Thrush also asked Podesta to keep the matter between them. 


“Please don’t share or tell anyone I did this Tell me if I f---ed up anything.”

Podesta responded that he saw “no problem here.”

It’s not uncommon in Washington for reporters to send materials to sources for fact-checking. But the language Thrush used was particularly embarrassing and led to a number of jabs at his expense on social media.

In a tweet, Thrush said he was only checking the accuracy of what he had written with Podesta, adding that he did this with all of his sources.

Brad Dayspring, a spokesman for Politico, said Thrush is one of the best political reporters in the country in no “small part because he understands that it is his job is to get inside information, not appear perfect when someone illegally hacks email.”


Podesta’s emails are widely believed to have been stolen by the Russian government. Wikileaks has been releasing them on a near-daily basis.

“Cutting through the clutter, what is clear in this case is that Glenn got the chairman of the notoriously secretive Clinton campaign – who is not typically a font of detail — to confirm a bunch of inside information that he culled from other sources” Dayspring said. “I can speak with firsthand knowledge and experience that Glenn checks the validity of portions of often complex reporting with top officials and sources on both sides of the aisle.”

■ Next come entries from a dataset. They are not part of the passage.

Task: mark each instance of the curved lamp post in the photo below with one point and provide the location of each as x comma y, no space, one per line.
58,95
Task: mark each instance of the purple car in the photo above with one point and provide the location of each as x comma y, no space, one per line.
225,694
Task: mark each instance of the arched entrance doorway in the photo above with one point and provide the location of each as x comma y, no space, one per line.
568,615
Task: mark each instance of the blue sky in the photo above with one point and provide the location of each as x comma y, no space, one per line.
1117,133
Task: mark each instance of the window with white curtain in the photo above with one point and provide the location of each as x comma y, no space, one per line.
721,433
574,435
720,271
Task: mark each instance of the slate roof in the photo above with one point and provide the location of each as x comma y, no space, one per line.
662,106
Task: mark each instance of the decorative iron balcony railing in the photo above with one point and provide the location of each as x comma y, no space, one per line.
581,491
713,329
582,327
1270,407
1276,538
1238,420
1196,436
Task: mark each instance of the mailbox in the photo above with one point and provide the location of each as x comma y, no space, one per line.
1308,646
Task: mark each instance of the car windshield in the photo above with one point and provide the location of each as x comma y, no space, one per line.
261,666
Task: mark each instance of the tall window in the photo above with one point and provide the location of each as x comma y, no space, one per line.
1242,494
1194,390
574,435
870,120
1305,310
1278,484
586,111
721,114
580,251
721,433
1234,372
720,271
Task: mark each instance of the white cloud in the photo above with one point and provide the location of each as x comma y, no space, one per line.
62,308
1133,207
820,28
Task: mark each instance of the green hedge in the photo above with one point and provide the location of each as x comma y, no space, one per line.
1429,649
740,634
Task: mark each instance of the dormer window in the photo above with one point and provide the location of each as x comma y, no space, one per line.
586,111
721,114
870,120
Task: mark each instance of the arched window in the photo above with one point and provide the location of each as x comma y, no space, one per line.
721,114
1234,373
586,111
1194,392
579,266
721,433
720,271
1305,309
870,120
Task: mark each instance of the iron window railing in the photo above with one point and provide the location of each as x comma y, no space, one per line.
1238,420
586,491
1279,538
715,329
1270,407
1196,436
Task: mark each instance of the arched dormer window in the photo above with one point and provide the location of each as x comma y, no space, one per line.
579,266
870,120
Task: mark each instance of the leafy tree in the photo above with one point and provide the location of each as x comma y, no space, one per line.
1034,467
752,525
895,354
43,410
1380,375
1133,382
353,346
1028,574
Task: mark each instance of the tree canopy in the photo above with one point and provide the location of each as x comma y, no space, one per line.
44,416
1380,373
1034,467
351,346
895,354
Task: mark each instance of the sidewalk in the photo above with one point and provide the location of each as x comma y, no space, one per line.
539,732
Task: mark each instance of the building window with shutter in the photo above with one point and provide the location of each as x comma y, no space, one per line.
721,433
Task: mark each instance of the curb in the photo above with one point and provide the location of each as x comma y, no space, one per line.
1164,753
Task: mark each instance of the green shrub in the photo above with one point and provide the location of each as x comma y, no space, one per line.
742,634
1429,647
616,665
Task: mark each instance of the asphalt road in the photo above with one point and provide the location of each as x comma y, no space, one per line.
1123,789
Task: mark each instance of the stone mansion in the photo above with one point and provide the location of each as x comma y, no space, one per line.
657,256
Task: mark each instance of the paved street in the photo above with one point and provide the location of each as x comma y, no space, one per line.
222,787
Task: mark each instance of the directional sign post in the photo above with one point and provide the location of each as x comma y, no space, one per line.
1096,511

The story sent in advance to Podesta was published on May 1 with the headline “Hillary's big-money dilemma.”

In the story, Podesta is mentioned several times, including this paragraph:

Podesta, people close to the campaign say, supports the Cheng-led strategy of creating an army of small- to medium-scale campaign bundlers – a “flat” fundraising structure that would give donors the sense of ownership in the campaign. Podesta jokingly refers to himself as the “Sultan of Flat,” but more than a dozen older generation Clinton fundraisers and donors interviewed over the past two weeks said they believed the new structure would eventually give way to a more conventional fundraising apparatus that would empower mega-donors on the coasts.